Sask. cities can avoid next slump by growing to 500,000

To avoid crashing during the next commodity slump, business leaders urge province to focus on more 'vibrant, appealing' cities.

Report urges governments to focus on urban centres

Doug McNair, the president of McNair Business Development, addresses members of the Greater Saskatoon Chamber of Commerce. (CBC)
Business leaders say compared to a decade ago, most people believe Saskatchewan is doing well.

But the Institute of Certified Management Consultants of Saskatchewan (CMC-SK) has issued a report warning entrepreneurs and governments not to let Saskatchewan rest on its laurels.

They say a renewed focus on making cities more vibrant and attractive will better shield the province from a crash the next time there is an economic downturn.

"I don't think this is about pointing fingers," said Doug McNair, a member of CMC-SK. "This is about learning from the past," said McNair.

Commodity booms and busts 

The report noted historically, Saskatchewan's growth has mirrored the pattern of worldwide commodity cycles. McNair noted that as booms go bust, this province tends to shrink and stagnate, with young people seeking opportunity elsewhere.

He said over the past five years, Saskatchewan has entered a 'supercycle".

The report was released this week in conjunction with the Johnson-Shoyama Graduate School of Public Policy. It includes a 2013 survey by Praxis Analytics Inc. of 900 people who live in Saskatchewan. Results showed 84.5 per cent of respondents believed the province's economy will perform about the same or even better than today.
Saskatchewan has added 20,000 people per year over the past five years. Most of that growth has been in its urban centres. (CBC)

"There's this real feeling that a lot of opportunity in the province here is going to come from business growth," said McNair.

Bigger urban areas

Since 2010, the report showed 80 per cent of Saskatchewan's immigration growth has taken place in urban areas.
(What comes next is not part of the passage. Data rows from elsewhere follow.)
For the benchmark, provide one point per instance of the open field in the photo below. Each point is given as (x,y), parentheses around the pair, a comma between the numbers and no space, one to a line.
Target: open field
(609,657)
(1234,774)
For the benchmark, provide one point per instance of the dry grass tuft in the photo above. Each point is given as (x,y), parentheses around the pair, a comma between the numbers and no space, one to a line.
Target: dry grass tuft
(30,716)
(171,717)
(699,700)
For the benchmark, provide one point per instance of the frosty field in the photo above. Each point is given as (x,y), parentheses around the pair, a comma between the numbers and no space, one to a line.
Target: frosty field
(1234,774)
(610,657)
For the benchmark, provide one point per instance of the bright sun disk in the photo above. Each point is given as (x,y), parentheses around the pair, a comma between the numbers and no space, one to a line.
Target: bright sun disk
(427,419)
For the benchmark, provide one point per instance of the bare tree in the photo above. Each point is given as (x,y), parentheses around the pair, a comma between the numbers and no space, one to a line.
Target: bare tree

In that time, cities and the regions surrounding them were home to almost all provincial employment growth.

It urged governments to work toward cities of 500,000 people or more, to shield the province against outmigration and to sustain growth during economic downturns.

The report encouraged cooperation with rural areas, which currently dominate Saskatchewan's exports, contributing 44 per cent to the province's gross domestic product.

But it emphasized the need to move away from merely shipping raw commodities, to setting up more processing plants and laboratories in urban centres, to draw highly-skilled workers.

"The world has its attention on Saskatchewan," said McNair, "Really our so-called competition isn't so much each other, it's other regions of the country, even other parts of the world."